The picture that emerges is straightforward. Beworths leads on dose breadth, total mushroom milligrams, per-ingredient transparency, and per-serving price. RYZE leads on brand visibility, prebiotic addition, third-party testing reference, and caffeine disclosure. Four Sigmatic leads on single-mushroom Lion’s Mane concentration. MUD/WTR leads on low-caffeine positioning and a non-coffee flavor profile.
Which Buyer Fits Which Product
The right pick depends on which disclosures a reader weights most heavily and which use case the product is being built into.
The reader who fits Beworths is someone who prioritizes per-ingredient disclosure over brand prestige, accepts no published Certificate of Analysis as a real but acceptable tradeoff at this price point, and wants the broadest mushroom blend in the category at the lowest per-serving cost. The unverified caffeine figure should be approached with a half-serving start the first time. The dedicated side effects guide covers the safety considerations in detail.
The reader who fits RYZE is someone who prioritizes established brand presence, USDA Organic certification, prebiotic fiber inclusion, and a cleanly disclosed caffeine figure, and is willing to pay roughly twice the per-serving price for those advantages. RYZE is the category default for first-time mushroom coffee buyers who care more about brand confidence than about dose-math transparency.
The reader who fits Four Sigmatic Think is someone who wants a Lion’s Mane-focused single-mushroom experience rather than a broad-spectrum blend. This buyer is typically targeting cognitive support context specifically and benefits from the higher per-serving Lion’s Mane concentration than any 10-in-1 blend at the same total milligrams can deliver per species.
The reader who fits MUD/WTR :rise is someone who wants a low-caffeine warm beverage with a distinct cacao-chai flavor that does not taste like coffee, and who is willing to pay the premium-tier per-serving price for that flavor experience and the caffeine-management positioning.
What This Comparison Does Not Cover
Two things are intentionally outside the scope of this comparison and worth naming briefly.
The first is taste.
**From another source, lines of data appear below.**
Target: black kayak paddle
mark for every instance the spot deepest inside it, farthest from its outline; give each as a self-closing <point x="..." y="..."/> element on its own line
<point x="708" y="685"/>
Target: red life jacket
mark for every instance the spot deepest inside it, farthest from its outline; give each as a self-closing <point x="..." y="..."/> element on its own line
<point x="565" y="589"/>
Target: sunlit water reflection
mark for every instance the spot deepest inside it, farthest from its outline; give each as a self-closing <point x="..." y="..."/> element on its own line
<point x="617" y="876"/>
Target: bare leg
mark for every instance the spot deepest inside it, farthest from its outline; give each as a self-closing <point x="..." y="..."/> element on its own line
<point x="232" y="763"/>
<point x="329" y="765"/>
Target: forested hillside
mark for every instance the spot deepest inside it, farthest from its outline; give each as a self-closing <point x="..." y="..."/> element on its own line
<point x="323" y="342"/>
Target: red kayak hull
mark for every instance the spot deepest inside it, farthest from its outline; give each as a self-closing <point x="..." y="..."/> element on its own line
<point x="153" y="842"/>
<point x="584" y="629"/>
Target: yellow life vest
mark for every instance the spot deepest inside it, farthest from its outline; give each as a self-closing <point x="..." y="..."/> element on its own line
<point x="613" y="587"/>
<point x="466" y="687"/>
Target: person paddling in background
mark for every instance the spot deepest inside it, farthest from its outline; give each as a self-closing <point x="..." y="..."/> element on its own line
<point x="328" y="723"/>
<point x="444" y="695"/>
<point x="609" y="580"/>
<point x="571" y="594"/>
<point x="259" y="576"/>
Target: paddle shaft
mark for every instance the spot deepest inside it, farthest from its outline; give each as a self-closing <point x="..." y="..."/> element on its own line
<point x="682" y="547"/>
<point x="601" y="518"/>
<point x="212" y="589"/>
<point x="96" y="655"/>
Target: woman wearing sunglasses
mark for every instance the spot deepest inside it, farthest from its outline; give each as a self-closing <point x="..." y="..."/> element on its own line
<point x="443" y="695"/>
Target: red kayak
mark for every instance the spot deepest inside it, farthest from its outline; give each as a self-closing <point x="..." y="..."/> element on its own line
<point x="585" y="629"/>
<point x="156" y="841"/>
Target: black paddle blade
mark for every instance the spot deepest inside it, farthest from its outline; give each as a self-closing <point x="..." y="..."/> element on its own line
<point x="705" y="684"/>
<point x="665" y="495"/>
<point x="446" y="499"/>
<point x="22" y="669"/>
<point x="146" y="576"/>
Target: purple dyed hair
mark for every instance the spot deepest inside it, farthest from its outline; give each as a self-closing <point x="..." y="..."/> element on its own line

All four products have distinct flavor profiles, and taste is highly individual. The reader-protective approach is to start with the smallest possible quantity (a single packet, a sample SKU, or a fractional serving from a standard pouch) before committing to a daily routine. Marketing copy in this category overstates how “indistinguishable from coffee” instant mushroom blends actually are. The reality is that all four products taste different from brewed coffee and different from each other.
The second is efficacy. No claims about energy, focus, immune support, or any specific outcome are made or compared in this article. The published research base on individual functional mushrooms varies in quality, and the dose ranges across these four products do not map cleanly to specific research-equivalent claims. The dedicated 280mg per mushroom dose math article walks through what the disclosed milligrams represent in research context, and the ingredient audit covers each species individually. The statements in this comparison have not been evaluated by the Food and Drug Administration. None of these products is intended to diagnose, treat, cure, or prevent any disease. Individual results may vary.